Pentagon: Mystery Contrail Spotted Off Calif. Coast Was No Missile

CASPER

THE FRIENDLY GHOST
The spectacular contrail spotted Monday off the coast of Los Angeles may have spurred widespread reports of a mystery missile launch, but Pentagon officials now say it was not a missile at all.

CBS affiliate KCBS recorded video of the unusual contrail near sunset on Nov. 8, and early reports suggested it was a missile launch from about 35 miles out at sea, west of Los Angeles and north of Catalina Island.

After an initial investigation, the military has quashed the "mystery missile" scenario, with many experts suggesting the contrail was caused by a run-of-the-mill jet aircraft.

"While there is nothing at this time that leads the Department of Defense to believe this is a missile launch, the department and other US government agencies with expertise in aviation and space continue to look into the condensation trail (contrail) seen and reported off the coast of southern California on Monday evening," DoD spokesman Col. Dave Lapan said in a written statement. [7 Things That Make Great Space Hoaxes]

"All DoD entities with rocket and missile programs reported no launches, scheduled or inadvertent, during the time period in the area of the reported contrail," Lapan added. "NORAD and USNORTHCOM confirmed that it did not monitor any foreign military missile launch off the California coast yesterday and has determined that there was no threat to the US homeland."

NORAD – the North American Aerospace Defense Command — worked in conjunction with U.S. Northern Command (USNORTHCOM) to investigate whether the contrail was indeed from a missile launch. NORAD is a joint U.S.-Canadian organization that provides aerospace warning, aerospace control and maritime warning for North America.

"In addition, the FAA ran radar replays from Monday afternoon of a large area west of Los Angeles. Those replays did not reveal any fast-moving, unidentified targets," Lapan said. "The FAA also did not receive reports of any unusual sightings from pilots who were flying in the area Monday afternoon."

"We did not approve any commercial space launches in that area for Monday, and any additional information should come from NORAD. That's pretty much all I can say right now," FAA spokesman Ian Gregor told SPACE.com yesterday (Nov. 9).

The U.S. military does, on occasion, conduct missile test launches and other weapons tests over the Pacific Ocean that are publicly announced.
 

CASPER

THE FRIENDLY GHOST
Experts think California ‘mystery missile’ was merely a plane See for yourself





Surely by now you've heard about the "mystery missile" that darted across the Southern California sky. Military officials and other federal authorities don't appear to have a clue as to what the flying object could have been. But some outside experts have a simple explanation for the uproar: What appeared to be a projectile spreading across the sky in the video was simply a contrail, the plume of smoke that airplanes typically leave in their wake.

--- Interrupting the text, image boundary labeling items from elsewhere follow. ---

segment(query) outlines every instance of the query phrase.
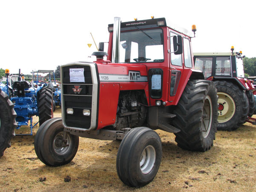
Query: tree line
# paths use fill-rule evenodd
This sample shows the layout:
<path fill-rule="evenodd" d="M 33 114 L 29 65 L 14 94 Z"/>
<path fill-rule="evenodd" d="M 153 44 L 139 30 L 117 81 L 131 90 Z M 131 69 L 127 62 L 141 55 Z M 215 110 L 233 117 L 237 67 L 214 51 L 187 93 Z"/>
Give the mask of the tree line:
<path fill-rule="evenodd" d="M 245 57 L 243 59 L 243 61 L 245 76 L 256 76 L 256 57 L 252 57 L 251 58 Z M 56 79 L 60 79 L 61 78 L 60 67 L 60 65 L 57 66 L 57 68 L 54 72 Z M 0 77 L 5 76 L 4 73 L 5 70 L 4 69 L 0 69 Z M 29 79 L 32 77 L 31 75 L 24 75 L 24 76 L 25 79 L 26 77 Z M 49 74 L 47 74 L 46 77 L 49 77 Z M 52 75 L 51 78 L 53 78 L 53 75 Z"/>
<path fill-rule="evenodd" d="M 256 57 L 245 57 L 243 61 L 244 76 L 256 76 Z"/>

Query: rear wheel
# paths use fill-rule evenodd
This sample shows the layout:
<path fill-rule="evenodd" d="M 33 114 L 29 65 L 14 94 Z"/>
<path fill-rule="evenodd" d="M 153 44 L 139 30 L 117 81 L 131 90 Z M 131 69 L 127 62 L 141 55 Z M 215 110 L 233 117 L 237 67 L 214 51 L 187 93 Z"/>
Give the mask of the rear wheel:
<path fill-rule="evenodd" d="M 120 179 L 134 187 L 144 186 L 156 175 L 162 155 L 158 134 L 146 127 L 134 128 L 122 141 L 116 157 Z"/>
<path fill-rule="evenodd" d="M 61 118 L 48 120 L 40 127 L 35 138 L 35 149 L 38 158 L 49 166 L 70 163 L 78 148 L 78 136 L 64 131 Z"/>
<path fill-rule="evenodd" d="M 205 151 L 213 145 L 217 131 L 217 94 L 213 82 L 190 80 L 172 113 L 178 146 L 184 149 Z"/>
<path fill-rule="evenodd" d="M 244 123 L 249 113 L 245 93 L 236 85 L 225 81 L 214 82 L 218 96 L 218 130 L 234 131 Z"/>
<path fill-rule="evenodd" d="M 0 89 L 0 157 L 11 146 L 11 139 L 15 136 L 14 130 L 17 124 L 14 107 L 7 94 Z"/>
<path fill-rule="evenodd" d="M 52 118 L 52 89 L 50 87 L 44 87 L 39 90 L 38 102 L 39 126 Z"/>

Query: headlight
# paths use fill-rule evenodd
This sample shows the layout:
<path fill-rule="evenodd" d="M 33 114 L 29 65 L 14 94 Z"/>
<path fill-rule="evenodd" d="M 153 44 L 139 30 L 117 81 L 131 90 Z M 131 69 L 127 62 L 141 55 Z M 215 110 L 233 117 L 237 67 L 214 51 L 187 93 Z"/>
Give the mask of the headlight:
<path fill-rule="evenodd" d="M 74 113 L 74 111 L 72 108 L 67 108 L 67 113 L 70 115 L 73 115 Z"/>
<path fill-rule="evenodd" d="M 157 106 L 160 106 L 161 105 L 161 103 L 162 103 L 162 102 L 161 101 L 157 101 L 156 102 L 156 105 Z"/>
<path fill-rule="evenodd" d="M 89 109 L 83 110 L 83 115 L 86 116 L 89 116 L 90 114 L 90 110 L 89 110 Z"/>

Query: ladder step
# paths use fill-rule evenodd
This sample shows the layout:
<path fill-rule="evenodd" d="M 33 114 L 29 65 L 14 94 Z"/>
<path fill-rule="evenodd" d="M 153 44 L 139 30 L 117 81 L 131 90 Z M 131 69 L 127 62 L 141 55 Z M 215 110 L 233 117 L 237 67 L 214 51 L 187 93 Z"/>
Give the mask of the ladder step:
<path fill-rule="evenodd" d="M 173 118 L 176 116 L 176 115 L 175 115 L 174 114 L 169 113 L 161 113 L 160 116 L 163 117 L 168 117 L 169 118 Z"/>
<path fill-rule="evenodd" d="M 170 133 L 178 133 L 180 130 L 165 122 L 161 122 L 158 124 L 158 127 Z"/>

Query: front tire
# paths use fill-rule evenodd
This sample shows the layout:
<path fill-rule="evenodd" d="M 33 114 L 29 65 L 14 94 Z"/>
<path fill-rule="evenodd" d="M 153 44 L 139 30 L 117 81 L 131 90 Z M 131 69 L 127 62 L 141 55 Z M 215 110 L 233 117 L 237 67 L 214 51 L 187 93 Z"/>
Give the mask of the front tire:
<path fill-rule="evenodd" d="M 213 82 L 188 82 L 177 107 L 174 126 L 180 130 L 175 141 L 184 149 L 205 151 L 213 145 L 217 131 L 217 94 Z"/>
<path fill-rule="evenodd" d="M 254 114 L 255 111 L 255 99 L 251 90 L 246 91 L 245 94 L 246 94 L 246 96 L 249 101 L 249 113 L 248 116 L 251 117 Z"/>
<path fill-rule="evenodd" d="M 245 93 L 236 85 L 225 81 L 214 82 L 219 105 L 218 130 L 234 131 L 246 120 L 249 108 Z"/>
<path fill-rule="evenodd" d="M 14 107 L 8 95 L 0 89 L 0 157 L 11 146 L 11 140 L 15 136 L 14 130 L 17 124 Z"/>
<path fill-rule="evenodd" d="M 144 186 L 156 176 L 161 156 L 162 144 L 158 134 L 146 127 L 134 128 L 125 136 L 118 150 L 118 176 L 129 186 Z"/>
<path fill-rule="evenodd" d="M 76 154 L 79 144 L 78 136 L 64 131 L 60 118 L 45 122 L 35 137 L 36 154 L 41 161 L 49 166 L 60 166 L 70 163 Z"/>

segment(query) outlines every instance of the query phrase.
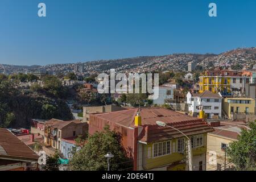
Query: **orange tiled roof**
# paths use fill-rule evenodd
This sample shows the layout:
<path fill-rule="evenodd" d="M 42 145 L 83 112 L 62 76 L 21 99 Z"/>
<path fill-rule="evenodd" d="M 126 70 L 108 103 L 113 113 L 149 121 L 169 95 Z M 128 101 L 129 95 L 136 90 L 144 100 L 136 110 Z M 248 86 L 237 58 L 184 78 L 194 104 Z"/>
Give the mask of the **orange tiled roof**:
<path fill-rule="evenodd" d="M 139 111 L 138 108 L 102 114 L 92 114 L 97 118 L 127 127 L 134 127 L 134 117 Z M 180 137 L 182 134 L 170 127 L 159 127 L 157 121 L 165 122 L 187 135 L 194 135 L 213 131 L 204 121 L 195 117 L 179 113 L 164 108 L 141 109 L 142 126 L 143 127 L 139 139 L 151 142 Z"/>

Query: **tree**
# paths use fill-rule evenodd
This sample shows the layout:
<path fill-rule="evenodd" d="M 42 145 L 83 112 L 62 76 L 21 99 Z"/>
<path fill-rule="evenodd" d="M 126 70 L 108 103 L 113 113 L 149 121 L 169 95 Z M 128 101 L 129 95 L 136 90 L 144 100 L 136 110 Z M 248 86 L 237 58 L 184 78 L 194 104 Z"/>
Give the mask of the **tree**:
<path fill-rule="evenodd" d="M 231 69 L 234 69 L 234 70 L 240 70 L 243 68 L 243 66 L 240 64 L 236 64 L 236 65 L 231 65 Z"/>
<path fill-rule="evenodd" d="M 18 74 L 18 80 L 20 82 L 26 82 L 27 80 L 27 75 L 24 73 Z"/>
<path fill-rule="evenodd" d="M 42 118 L 49 119 L 54 118 L 56 108 L 51 104 L 45 104 L 42 106 Z"/>
<path fill-rule="evenodd" d="M 42 89 L 42 87 L 38 83 L 34 83 L 30 86 L 30 89 L 32 92 L 38 92 Z"/>
<path fill-rule="evenodd" d="M 125 169 L 131 163 L 121 144 L 121 136 L 111 131 L 107 126 L 102 132 L 89 136 L 84 146 L 74 154 L 70 161 L 72 170 L 103 171 L 108 168 L 104 155 L 111 152 L 114 157 L 111 159 L 111 170 Z"/>
<path fill-rule="evenodd" d="M 7 77 L 6 75 L 5 75 L 5 74 L 3 74 L 3 73 L 0 73 L 0 81 L 3 80 L 7 80 Z"/>
<path fill-rule="evenodd" d="M 147 100 L 146 94 L 144 93 L 131 93 L 129 94 L 126 97 L 126 102 L 131 104 L 133 106 L 138 106 L 144 105 L 144 101 Z"/>
<path fill-rule="evenodd" d="M 121 101 L 121 102 L 122 102 L 122 103 L 126 102 L 126 98 L 127 98 L 126 94 L 123 93 L 123 94 L 121 95 L 121 98 L 120 98 L 120 101 Z"/>
<path fill-rule="evenodd" d="M 256 169 L 256 122 L 251 122 L 250 130 L 242 129 L 238 140 L 227 148 L 229 161 L 238 170 Z"/>
<path fill-rule="evenodd" d="M 15 115 L 13 113 L 7 113 L 6 115 L 3 123 L 1 125 L 1 127 L 8 127 L 15 120 Z"/>
<path fill-rule="evenodd" d="M 75 73 L 69 72 L 67 76 L 71 80 L 77 80 L 77 77 L 75 74 Z"/>
<path fill-rule="evenodd" d="M 27 81 L 32 81 L 33 80 L 38 80 L 38 77 L 31 73 L 27 74 Z"/>

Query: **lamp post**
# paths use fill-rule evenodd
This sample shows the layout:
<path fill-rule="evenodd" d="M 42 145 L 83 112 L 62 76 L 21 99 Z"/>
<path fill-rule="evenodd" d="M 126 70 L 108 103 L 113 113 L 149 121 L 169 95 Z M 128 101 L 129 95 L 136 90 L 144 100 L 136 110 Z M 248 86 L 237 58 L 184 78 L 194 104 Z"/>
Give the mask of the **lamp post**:
<path fill-rule="evenodd" d="M 114 155 L 108 152 L 107 154 L 104 155 L 104 157 L 108 159 L 108 171 L 110 171 L 110 159 L 114 158 Z"/>
<path fill-rule="evenodd" d="M 188 139 L 188 169 L 189 171 L 193 171 L 192 169 L 192 147 L 191 147 L 191 141 L 189 139 L 189 138 L 188 138 L 188 136 L 187 136 L 186 135 L 185 135 L 182 131 L 181 131 L 180 130 L 172 127 L 171 126 L 168 126 L 165 122 L 163 122 L 162 121 L 158 121 L 156 122 L 156 123 L 157 125 L 159 126 L 162 126 L 162 127 L 170 127 L 171 129 L 173 129 L 177 131 L 179 131 L 179 133 L 180 133 L 181 134 L 183 134 L 185 138 L 187 138 L 187 139 Z"/>

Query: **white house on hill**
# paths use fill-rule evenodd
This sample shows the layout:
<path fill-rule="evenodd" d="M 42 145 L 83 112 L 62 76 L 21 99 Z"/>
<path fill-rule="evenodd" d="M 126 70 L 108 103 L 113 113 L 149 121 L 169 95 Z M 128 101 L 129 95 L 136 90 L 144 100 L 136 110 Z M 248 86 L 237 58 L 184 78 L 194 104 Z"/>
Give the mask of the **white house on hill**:
<path fill-rule="evenodd" d="M 214 94 L 208 90 L 200 94 L 188 92 L 187 94 L 187 103 L 188 105 L 189 115 L 197 117 L 200 107 L 203 106 L 208 118 L 220 118 L 222 99 L 222 97 L 220 93 Z"/>

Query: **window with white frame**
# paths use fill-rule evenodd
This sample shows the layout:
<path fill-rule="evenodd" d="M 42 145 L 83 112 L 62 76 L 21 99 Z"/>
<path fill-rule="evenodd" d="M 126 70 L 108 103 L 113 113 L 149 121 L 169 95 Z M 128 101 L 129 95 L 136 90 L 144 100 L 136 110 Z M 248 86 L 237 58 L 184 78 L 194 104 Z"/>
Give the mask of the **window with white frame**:
<path fill-rule="evenodd" d="M 191 145 L 192 148 L 201 147 L 204 145 L 203 135 L 195 135 L 191 137 Z"/>
<path fill-rule="evenodd" d="M 184 151 L 184 139 L 177 139 L 177 152 L 183 152 Z"/>
<path fill-rule="evenodd" d="M 160 156 L 171 153 L 170 141 L 154 143 L 153 147 L 154 157 Z"/>

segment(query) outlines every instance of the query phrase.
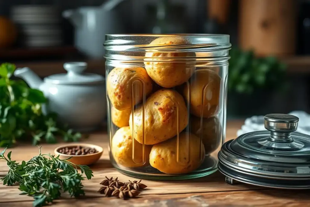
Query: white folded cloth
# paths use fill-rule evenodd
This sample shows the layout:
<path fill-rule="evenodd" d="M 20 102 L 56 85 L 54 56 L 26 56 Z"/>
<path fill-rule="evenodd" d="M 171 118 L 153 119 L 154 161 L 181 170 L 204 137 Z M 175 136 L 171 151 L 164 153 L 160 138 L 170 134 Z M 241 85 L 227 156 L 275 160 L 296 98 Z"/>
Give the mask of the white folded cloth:
<path fill-rule="evenodd" d="M 289 114 L 299 118 L 296 132 L 310 135 L 310 115 L 302 111 L 294 111 Z M 247 118 L 241 128 L 237 132 L 237 136 L 251 132 L 267 130 L 264 126 L 264 116 L 254 116 Z"/>

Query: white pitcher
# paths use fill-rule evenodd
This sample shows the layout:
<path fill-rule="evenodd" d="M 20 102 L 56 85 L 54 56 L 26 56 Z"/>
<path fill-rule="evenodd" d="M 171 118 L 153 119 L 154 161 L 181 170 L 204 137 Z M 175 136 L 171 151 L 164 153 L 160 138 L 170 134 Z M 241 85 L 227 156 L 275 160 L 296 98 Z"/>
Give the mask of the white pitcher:
<path fill-rule="evenodd" d="M 111 0 L 99 7 L 85 7 L 64 11 L 63 17 L 75 28 L 75 46 L 89 57 L 102 58 L 105 35 L 123 32 L 115 7 L 124 0 Z"/>

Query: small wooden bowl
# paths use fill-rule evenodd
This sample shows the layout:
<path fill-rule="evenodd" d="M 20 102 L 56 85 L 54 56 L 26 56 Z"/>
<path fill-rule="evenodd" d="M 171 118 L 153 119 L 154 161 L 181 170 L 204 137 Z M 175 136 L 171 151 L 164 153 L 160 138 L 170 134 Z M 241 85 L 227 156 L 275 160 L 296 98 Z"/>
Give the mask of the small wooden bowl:
<path fill-rule="evenodd" d="M 89 155 L 72 155 L 63 154 L 58 151 L 60 149 L 64 147 L 78 146 L 94 148 L 98 151 L 98 152 Z M 70 157 L 72 157 L 68 160 L 68 161 L 75 164 L 79 164 L 82 165 L 88 165 L 95 163 L 98 161 L 98 160 L 100 158 L 103 152 L 103 149 L 101 147 L 90 144 L 84 144 L 83 143 L 72 143 L 62 145 L 57 147 L 54 150 L 54 153 L 55 153 L 55 155 L 56 156 L 59 155 L 59 158 L 60 159 L 62 160 L 67 159 Z"/>

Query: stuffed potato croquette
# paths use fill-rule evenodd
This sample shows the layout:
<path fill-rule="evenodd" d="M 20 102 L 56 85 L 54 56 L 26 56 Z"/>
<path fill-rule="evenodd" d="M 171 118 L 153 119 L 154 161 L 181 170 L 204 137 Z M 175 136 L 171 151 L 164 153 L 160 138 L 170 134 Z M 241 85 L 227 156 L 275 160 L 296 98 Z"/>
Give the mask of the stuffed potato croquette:
<path fill-rule="evenodd" d="M 135 109 L 129 118 L 129 126 L 134 130 L 134 138 L 140 143 L 143 142 L 143 123 L 145 144 L 148 145 L 158 143 L 176 135 L 178 122 L 179 133 L 188 123 L 185 102 L 181 95 L 175 91 L 169 89 L 157 91 L 148 97 L 144 107 L 144 119 L 142 116 L 143 106 Z"/>
<path fill-rule="evenodd" d="M 202 125 L 200 118 L 192 116 L 189 121 L 191 132 L 198 137 L 201 136 L 206 154 L 214 152 L 222 142 L 222 127 L 216 117 L 203 118 Z"/>
<path fill-rule="evenodd" d="M 164 37 L 154 40 L 149 45 L 156 47 L 189 44 L 186 39 L 181 37 Z M 154 81 L 162 87 L 170 88 L 187 81 L 195 70 L 190 63 L 181 61 L 178 58 L 193 56 L 195 56 L 194 52 L 147 50 L 144 63 L 148 74 Z"/>
<path fill-rule="evenodd" d="M 112 139 L 111 151 L 116 163 L 123 167 L 133 168 L 148 164 L 151 145 L 145 145 L 145 163 L 143 165 L 143 146 L 133 139 L 129 127 L 122 127 L 115 133 Z M 135 161 L 132 159 L 132 142 L 134 142 Z"/>
<path fill-rule="evenodd" d="M 129 126 L 129 116 L 131 113 L 131 109 L 120 111 L 112 107 L 111 110 L 112 122 L 116 126 L 120 128 Z"/>
<path fill-rule="evenodd" d="M 111 103 L 119 110 L 131 108 L 132 101 L 135 105 L 143 98 L 144 84 L 146 96 L 152 91 L 152 80 L 144 68 L 114 68 L 109 73 L 107 81 L 107 90 Z M 132 85 L 134 92 L 132 100 Z"/>
<path fill-rule="evenodd" d="M 190 101 L 191 114 L 198 117 L 209 117 L 217 113 L 221 87 L 218 75 L 210 70 L 198 70 L 191 79 L 189 92 L 188 84 L 184 85 L 183 95 Z"/>
<path fill-rule="evenodd" d="M 177 142 L 175 137 L 153 145 L 150 154 L 150 164 L 152 167 L 168 174 L 188 173 L 199 167 L 205 158 L 204 147 L 202 146 L 201 150 L 199 150 L 200 138 L 190 133 L 180 134 L 179 162 L 177 159 Z"/>

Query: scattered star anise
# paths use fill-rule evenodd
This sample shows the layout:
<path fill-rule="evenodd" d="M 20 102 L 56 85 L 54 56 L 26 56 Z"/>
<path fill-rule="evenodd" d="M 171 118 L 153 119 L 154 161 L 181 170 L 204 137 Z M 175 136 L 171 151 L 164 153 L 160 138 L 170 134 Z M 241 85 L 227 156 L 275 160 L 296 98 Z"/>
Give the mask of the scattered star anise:
<path fill-rule="evenodd" d="M 108 186 L 111 182 L 114 181 L 113 179 L 113 177 L 111 177 L 111 178 L 109 179 L 108 178 L 108 177 L 105 176 L 105 178 L 107 179 L 100 182 L 100 185 L 102 185 L 105 186 Z M 117 179 L 117 178 L 116 179 L 115 179 L 116 180 Z"/>
<path fill-rule="evenodd" d="M 98 191 L 102 194 L 104 194 L 106 197 L 115 196 L 119 198 L 125 200 L 128 198 L 133 198 L 137 196 L 140 193 L 140 190 L 147 187 L 145 185 L 141 183 L 141 180 L 135 180 L 125 183 L 120 182 L 117 178 L 114 180 L 113 178 L 106 179 L 100 184 L 104 185 Z"/>

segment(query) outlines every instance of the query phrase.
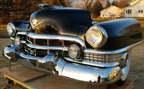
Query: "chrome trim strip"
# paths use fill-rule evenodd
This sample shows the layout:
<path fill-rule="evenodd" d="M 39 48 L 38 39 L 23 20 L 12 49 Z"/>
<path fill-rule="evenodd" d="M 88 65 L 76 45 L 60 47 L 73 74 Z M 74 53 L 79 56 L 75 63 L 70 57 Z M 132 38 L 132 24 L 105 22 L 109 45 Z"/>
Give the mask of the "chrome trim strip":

(UPDATE: The Pentagon is now also saying that it was a plane.)

"This thing is so obviously an airplane contrail, and yet apparently all the king's horses and all the king's men can't find someone to stand up and say it," John Pike, a defense and aerospace expert, told the Washington Post's John Pomfret. Pike noted that the projectile was moving much slower than a missile would, adding that "there's a reason that they're called rockets."

Here's how Pomfret laid out Pike's case for the contrail theory:

It looked like a missile launch, he said, because of an optical illusion that made the contrail appear as though it started on the ground and zoomed straight up. In reality, he said, the contrail began on the horizon and ran parallel to the ground.

"It was an unusually clear day," he said. So what looked like a missile launch 35 miles off the coast of Los Angeles was actually the contrail of a jet that stretched 300 miles into the distance, he said. "At the end of the day, you really have to go with the simplest explanation," he added.

Pike is not alone in that assessment.

Harvard astronomer Jonathan McDowell told New Scientist that because a helicopter in flight recorded the video of the incident, it employed a visual angle that distorted the arc of the contrail. That effect was compounded, McDowell maintained, by the distinctive lighting of the sky at twilight -- and the net result was a bit of an optical illusion.